Robert L. Barnes
(SP - 3088: displacement 5,380; length 258’6”; beam 43’2”; draft 18’6”; speed 8.5 knots, complement 46; armament none)
Robert L. Barnes, a steel tanker built during 1917 by McDougall Duluth Ship Building Co., Duluth, Minn., for the Robert Barnes Steam Ship Co., was acquired from her builder by the U.S. Shipping Board on 29 June 1918; transferred to the U.S. Navy the same day; and commissioned at New York 19 October 1918. She remained in custody of the 3d Naval District while preparing for sea. Lt. G. C. Daniels assumed command on 29 January 1919.
Assigned to the 5th Naval District at Norfolk, Robert L. Barnes departed New York 12 March 1919 for Hampton Roads. Subsequently, she operated out of Guantanamo Bay, Cuba, and New York until returning to Norfolk 18 April 1919. The ship remained inactive at Norfolk and was undergoing overhaul 4 September 1919 when she was assigned to the Naval Overseas Transportation Service. She departed Norfolk 21 November for San Pedro, Calif., via the Panama Canal and San Diego, Calif. After transporting diesel fuel to Pearl Harbor, the tanker departed Hawaii 8 April 1920 with fuel oil for Guam.
Arriving at Apra Harbor, on 27 April, Robert L. Barnes served as an oil storage vessel in Apra Harbor. The ship remained at Guam through the interwar decades, departing only in 1920, 1921, 1922, 1923, 1930, and 1934 under tow for Cavite Naval Station, Philippine Islands, for overhaul.

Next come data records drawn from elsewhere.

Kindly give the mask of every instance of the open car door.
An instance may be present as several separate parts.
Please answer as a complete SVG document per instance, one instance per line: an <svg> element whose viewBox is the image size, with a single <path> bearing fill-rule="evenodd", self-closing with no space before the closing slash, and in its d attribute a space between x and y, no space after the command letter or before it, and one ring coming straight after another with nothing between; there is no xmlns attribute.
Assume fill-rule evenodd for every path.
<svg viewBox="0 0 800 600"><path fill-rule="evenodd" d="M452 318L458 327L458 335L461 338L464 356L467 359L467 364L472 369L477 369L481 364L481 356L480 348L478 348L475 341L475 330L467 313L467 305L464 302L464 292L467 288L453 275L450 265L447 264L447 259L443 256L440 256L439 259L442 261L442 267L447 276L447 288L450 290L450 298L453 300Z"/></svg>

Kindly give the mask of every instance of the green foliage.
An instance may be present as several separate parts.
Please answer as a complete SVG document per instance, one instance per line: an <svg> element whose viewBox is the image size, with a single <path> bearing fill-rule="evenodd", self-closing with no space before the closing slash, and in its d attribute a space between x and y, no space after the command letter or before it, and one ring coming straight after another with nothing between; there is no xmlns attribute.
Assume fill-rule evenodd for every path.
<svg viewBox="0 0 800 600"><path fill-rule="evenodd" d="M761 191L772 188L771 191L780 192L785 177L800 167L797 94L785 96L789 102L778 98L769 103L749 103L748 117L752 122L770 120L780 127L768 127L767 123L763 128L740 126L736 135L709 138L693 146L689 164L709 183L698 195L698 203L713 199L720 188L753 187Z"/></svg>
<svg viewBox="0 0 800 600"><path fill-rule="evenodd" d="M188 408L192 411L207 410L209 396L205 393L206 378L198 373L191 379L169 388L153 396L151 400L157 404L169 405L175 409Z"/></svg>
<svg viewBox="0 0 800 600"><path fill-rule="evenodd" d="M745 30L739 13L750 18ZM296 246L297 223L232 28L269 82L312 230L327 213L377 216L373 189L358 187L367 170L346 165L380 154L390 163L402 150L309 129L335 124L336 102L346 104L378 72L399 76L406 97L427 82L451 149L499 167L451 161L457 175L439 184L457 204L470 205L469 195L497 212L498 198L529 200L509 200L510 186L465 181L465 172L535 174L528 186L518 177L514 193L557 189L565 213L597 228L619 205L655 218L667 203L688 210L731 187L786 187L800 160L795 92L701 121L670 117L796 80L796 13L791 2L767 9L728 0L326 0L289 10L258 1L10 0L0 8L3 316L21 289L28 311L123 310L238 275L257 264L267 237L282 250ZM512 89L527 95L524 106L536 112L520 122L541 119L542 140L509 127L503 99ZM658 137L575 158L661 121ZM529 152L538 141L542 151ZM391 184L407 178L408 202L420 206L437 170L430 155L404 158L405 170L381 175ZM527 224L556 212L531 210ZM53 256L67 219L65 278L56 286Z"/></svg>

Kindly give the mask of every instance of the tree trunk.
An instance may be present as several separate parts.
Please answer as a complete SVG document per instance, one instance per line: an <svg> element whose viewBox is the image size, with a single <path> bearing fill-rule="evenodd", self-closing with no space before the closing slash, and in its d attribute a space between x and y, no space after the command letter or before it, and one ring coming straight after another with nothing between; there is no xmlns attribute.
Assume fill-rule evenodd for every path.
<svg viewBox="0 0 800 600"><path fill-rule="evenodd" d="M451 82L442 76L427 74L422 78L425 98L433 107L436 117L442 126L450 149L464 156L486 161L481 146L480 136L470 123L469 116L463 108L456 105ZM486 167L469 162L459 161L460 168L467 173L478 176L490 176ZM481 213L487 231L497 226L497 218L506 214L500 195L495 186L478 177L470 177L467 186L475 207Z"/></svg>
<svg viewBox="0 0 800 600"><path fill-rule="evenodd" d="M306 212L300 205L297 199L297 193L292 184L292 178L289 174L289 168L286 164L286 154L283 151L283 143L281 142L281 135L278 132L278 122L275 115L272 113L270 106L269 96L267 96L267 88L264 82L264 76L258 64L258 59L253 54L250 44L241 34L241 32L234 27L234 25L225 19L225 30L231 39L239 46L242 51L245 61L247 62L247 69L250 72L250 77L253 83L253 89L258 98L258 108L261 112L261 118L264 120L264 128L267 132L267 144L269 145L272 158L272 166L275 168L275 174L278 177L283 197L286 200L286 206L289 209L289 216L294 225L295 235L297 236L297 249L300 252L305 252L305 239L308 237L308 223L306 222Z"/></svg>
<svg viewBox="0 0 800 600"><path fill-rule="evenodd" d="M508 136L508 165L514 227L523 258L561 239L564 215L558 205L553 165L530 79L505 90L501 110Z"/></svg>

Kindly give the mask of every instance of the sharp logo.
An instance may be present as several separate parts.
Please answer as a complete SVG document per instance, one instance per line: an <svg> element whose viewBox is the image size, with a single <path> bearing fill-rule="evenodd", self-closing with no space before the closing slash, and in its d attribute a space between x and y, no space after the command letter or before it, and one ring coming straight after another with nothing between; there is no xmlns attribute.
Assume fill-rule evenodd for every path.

Robert L. Barnes was still in service at Guam on the outbreak of World War II in the Pacific. During Japanese air attacks on the island, 8 December 1941, the veteran oiler was bombed and strafed at her mooring, causing damage topside and starting dangerous leaks. Still afloat when the Japanese invasion force landed on Guam, Robert L. Barnes fell into enemy hands 10 December 1941 in an abandoned condition. Subsequently taken into Japanese service, the stubborn vessel was recovered at war's end though struck from the Navy list 24 July 1942. Sold to British mercantile interests, she served as Fortune and M.T.S. No. 2 from 1945 to 1949 before she finally was scrapped in 1950.